Colds can injure the tender tiny flowers. Water matters a lot for strawberry plants. It feeds the roots and helps the whole plant stay upright.
Fill the planting whole by means of water and also, make the ground drain well.
strawberry plants can grow from runners or from seeds, even though from seeds it is almost impossible. Most plants root from runners, so the amount of plants can grow quickly. Removing the flowers expands the making of runners.
On the other hand, cutting them leads more force to the fruiting, what gives bigger and better berries.
Renew the strawberry beds every two to three years. Runners spread and cause crowding. Strawberries also tend to get fungal diseases over time.
Rotate the crops each three years helps against soil diseases. Apply full plant garden fertilizer every three to four weeks to care about the food needs of the plants. After the flowers appear, reduce the feeding.

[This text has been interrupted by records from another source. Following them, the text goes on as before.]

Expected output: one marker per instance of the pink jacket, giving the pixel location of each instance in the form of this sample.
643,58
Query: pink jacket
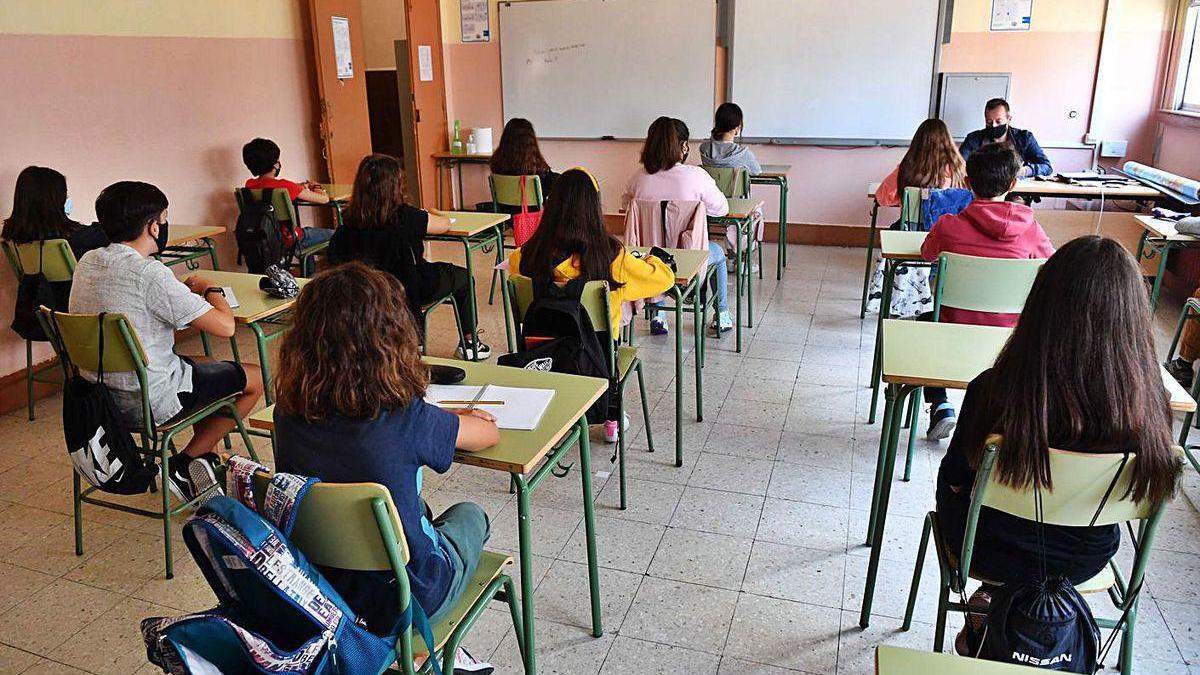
989,230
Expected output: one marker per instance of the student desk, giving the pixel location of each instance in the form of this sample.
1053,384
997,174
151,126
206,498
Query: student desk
256,311
903,661
741,211
690,275
448,161
478,231
529,458
180,250
777,174
1158,237
934,354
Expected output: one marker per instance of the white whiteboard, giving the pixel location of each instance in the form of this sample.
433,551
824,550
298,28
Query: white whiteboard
587,69
834,69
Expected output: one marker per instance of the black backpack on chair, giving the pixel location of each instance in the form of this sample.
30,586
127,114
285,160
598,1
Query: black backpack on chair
574,345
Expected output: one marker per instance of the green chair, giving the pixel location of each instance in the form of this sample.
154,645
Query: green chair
622,359
285,213
355,526
108,342
976,284
1081,484
735,183
53,258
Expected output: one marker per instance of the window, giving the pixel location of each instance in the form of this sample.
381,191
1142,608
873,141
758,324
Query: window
1188,84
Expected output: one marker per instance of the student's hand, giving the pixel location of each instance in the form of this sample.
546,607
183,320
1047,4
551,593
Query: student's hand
197,284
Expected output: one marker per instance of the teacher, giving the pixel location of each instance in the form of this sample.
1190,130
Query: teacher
996,118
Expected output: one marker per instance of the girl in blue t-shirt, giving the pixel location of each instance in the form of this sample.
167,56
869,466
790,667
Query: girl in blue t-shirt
351,408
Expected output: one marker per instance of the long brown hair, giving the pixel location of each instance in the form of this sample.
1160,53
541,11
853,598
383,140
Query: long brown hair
573,227
1079,374
517,153
378,191
353,350
931,159
37,207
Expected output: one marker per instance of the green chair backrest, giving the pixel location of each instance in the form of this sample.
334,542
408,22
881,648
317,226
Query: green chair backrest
57,258
507,190
339,525
79,335
984,285
285,210
910,207
731,181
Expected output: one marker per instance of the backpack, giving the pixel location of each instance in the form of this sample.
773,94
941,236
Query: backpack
34,291
276,613
262,238
574,346
102,451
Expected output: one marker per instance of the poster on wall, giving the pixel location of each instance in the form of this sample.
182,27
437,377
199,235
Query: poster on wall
475,27
1012,15
342,47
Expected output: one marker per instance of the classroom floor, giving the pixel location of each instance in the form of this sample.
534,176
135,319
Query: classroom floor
747,560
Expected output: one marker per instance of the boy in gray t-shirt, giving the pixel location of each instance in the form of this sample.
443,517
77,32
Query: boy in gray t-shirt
124,278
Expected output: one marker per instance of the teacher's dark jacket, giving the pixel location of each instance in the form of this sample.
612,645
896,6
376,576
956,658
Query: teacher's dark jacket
1023,141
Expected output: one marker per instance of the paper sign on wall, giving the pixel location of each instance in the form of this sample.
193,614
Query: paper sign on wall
342,47
1012,15
474,21
425,61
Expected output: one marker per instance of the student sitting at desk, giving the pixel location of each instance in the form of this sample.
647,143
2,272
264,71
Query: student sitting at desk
988,227
931,161
664,175
125,278
379,228
574,243
351,408
996,117
1079,374
262,157
517,154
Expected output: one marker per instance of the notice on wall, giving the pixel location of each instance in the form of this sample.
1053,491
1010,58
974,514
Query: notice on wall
1012,15
474,19
425,63
342,48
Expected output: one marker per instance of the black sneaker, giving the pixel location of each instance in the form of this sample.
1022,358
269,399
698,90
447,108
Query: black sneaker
179,481
1181,371
941,423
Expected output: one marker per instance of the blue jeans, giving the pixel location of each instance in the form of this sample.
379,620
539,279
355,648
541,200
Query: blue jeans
717,258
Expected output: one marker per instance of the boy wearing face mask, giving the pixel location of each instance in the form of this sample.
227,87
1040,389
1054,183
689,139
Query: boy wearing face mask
997,115
262,157
126,278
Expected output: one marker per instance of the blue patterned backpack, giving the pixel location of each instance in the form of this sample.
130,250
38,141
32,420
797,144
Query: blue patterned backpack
276,613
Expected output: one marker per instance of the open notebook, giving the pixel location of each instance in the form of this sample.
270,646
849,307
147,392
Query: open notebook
522,407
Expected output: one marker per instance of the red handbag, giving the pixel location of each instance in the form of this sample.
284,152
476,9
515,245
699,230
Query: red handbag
525,223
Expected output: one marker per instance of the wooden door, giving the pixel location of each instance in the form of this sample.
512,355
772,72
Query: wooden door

Halt the feeding entirely three to four weeks before the harvest. Choose strawberries when they are fully red and ripe, because they no longer ripen after thepicking.
Some great types deserve to mention, for instance Malwina for extending the season, Mara des Bois because of the best taste and smell between everlasting, and San Andreas for high output with big berries. Seascape is a top performer and the standard for taste in commercial day-neutral. Two-year plants usually have better taste, although the berries turn out more small.